School of Information Sciences Undergrad MASTER CALENDAR

The iSchool offers a number of events related to career and professional development, technology and information talks, research seminars, field trips, alumni panels, socials, and more. We also promote relevant opportunities on and around campus. 

We encourage students to also visit additional calendars and websites:

HandShake EventsResearch ParkNCSATechnology Entrepreneur Center (TEC),

The Career Center, Office of Undergraduate Research, Leadership Center, Siebel Center for Design,

Office of Technology Management, Center for Innovation in Teaching & Learning,

Applied Technologies for Learning in the Arts & Sciences.
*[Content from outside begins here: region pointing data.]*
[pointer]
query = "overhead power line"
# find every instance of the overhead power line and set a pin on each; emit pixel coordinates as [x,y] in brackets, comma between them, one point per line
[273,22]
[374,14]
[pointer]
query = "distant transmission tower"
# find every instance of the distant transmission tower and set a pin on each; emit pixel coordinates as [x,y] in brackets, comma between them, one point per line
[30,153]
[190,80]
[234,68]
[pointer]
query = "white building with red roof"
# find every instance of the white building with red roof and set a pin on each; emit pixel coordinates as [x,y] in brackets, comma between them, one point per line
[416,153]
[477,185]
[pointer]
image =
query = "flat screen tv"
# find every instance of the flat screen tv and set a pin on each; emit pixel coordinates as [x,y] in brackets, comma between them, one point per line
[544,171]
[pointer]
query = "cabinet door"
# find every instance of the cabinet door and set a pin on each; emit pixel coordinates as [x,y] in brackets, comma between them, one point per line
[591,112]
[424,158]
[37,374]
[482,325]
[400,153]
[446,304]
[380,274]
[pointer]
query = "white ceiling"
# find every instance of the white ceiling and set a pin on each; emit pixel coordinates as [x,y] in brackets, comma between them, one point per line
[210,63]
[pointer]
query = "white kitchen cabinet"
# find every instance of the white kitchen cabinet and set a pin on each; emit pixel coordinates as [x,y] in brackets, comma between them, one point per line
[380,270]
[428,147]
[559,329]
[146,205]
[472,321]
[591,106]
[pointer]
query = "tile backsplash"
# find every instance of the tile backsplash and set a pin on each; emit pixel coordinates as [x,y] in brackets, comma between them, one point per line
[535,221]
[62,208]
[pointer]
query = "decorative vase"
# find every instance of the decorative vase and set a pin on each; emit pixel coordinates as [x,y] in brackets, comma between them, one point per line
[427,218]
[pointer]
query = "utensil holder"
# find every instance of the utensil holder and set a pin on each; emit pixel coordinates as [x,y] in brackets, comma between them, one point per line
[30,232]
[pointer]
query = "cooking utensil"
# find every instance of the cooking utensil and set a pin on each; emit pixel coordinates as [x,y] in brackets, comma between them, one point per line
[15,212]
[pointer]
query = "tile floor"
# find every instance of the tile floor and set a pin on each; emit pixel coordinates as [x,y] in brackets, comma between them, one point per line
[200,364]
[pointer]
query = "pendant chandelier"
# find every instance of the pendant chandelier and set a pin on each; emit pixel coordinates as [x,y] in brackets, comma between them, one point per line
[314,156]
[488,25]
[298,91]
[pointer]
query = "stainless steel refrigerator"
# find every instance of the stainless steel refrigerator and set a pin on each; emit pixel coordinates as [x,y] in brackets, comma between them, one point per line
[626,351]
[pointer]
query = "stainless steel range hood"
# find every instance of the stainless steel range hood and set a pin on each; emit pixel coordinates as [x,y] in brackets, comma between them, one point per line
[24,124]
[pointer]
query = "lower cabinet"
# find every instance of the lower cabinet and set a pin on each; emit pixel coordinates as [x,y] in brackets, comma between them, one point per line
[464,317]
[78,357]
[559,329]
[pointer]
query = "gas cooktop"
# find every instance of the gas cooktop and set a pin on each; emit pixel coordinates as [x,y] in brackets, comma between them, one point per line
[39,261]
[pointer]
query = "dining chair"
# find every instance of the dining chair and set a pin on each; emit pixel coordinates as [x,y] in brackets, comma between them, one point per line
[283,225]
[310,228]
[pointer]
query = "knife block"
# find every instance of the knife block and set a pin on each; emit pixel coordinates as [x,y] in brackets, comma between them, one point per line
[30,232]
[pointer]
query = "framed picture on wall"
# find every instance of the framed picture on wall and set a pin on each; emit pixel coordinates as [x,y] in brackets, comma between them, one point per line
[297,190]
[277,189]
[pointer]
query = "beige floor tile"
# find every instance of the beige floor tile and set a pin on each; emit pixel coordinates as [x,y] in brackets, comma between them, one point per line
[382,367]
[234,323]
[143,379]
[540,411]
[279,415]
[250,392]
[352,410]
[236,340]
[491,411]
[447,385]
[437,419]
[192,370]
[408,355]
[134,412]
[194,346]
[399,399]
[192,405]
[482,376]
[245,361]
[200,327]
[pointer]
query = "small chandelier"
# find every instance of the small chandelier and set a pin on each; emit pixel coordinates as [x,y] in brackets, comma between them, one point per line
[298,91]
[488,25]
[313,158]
National & International Scholar's Programs, Student Wellness

iSchool Calendars: Study Abroad Hours, iSchool Events, Non-iSchool Events

BSIS ICT Sessions, Express Advising

Mar 24, 2026   3:00 - 5:00 pm  
University of Illinois Urbana‑Champaign, ECE Building (room TBA)
Sponsor
NCSA - Center for Artificial Intelligence Innovation
Speaker
Priyam Mazumdar
Contact
Shannon Bradley
E-Mail
sbrad77@illinois.edu
Phone
217-778-0887
Originating Calendar
Center for Artificial Intelligence Innovation

The Center for Artificial Intelligence Innovation is hosting a new hands‑on training series this Spring, “GPU Programming with Triton: From NumPy to Flash Attention.” This multi‑week workshop introduces participants to Triton, an open‑source language and compiler that makes it possible to write custom GPU kernels with a Pythonic feel. Triton bridges the gap between familiar NumPy‑style operations and the high‑performance kernels used in modern deep learning systems, including techniques like Flash Attention.

Across the series, attendees will learn how Triton enables fine‑grained control over GPU execution while remaining far more approachable than CUDA. By the end, participants will understand how to move from simple array operations to optimized kernels that power state‑of‑the‑art transformer models.

Don’t worry about needing lots of prerequisites – each kernel we learn to write in Triton will be in two steps. First we will write the pseudocode in Numpy and then follow it up by translating to the Triton kernel. This way the only prereq for everyone interested is just Numpy!

The seminar will be taught by Priyam Mazumdar, a PhD student in Electrical and Computer Engineering and a researcher at the National Center for Supercomputing Applications (NCSA) at the University of Illinois.

Schedule & Format

Tuesdays, 3–5 PM, beginning February 17, 2026 and running thru April 7, 2026
Location: University of Illinois Urbana‑Champaign, ECE Building (room TBA)
Format: Hybrid — in‑person and via Zoom (link forthcoming)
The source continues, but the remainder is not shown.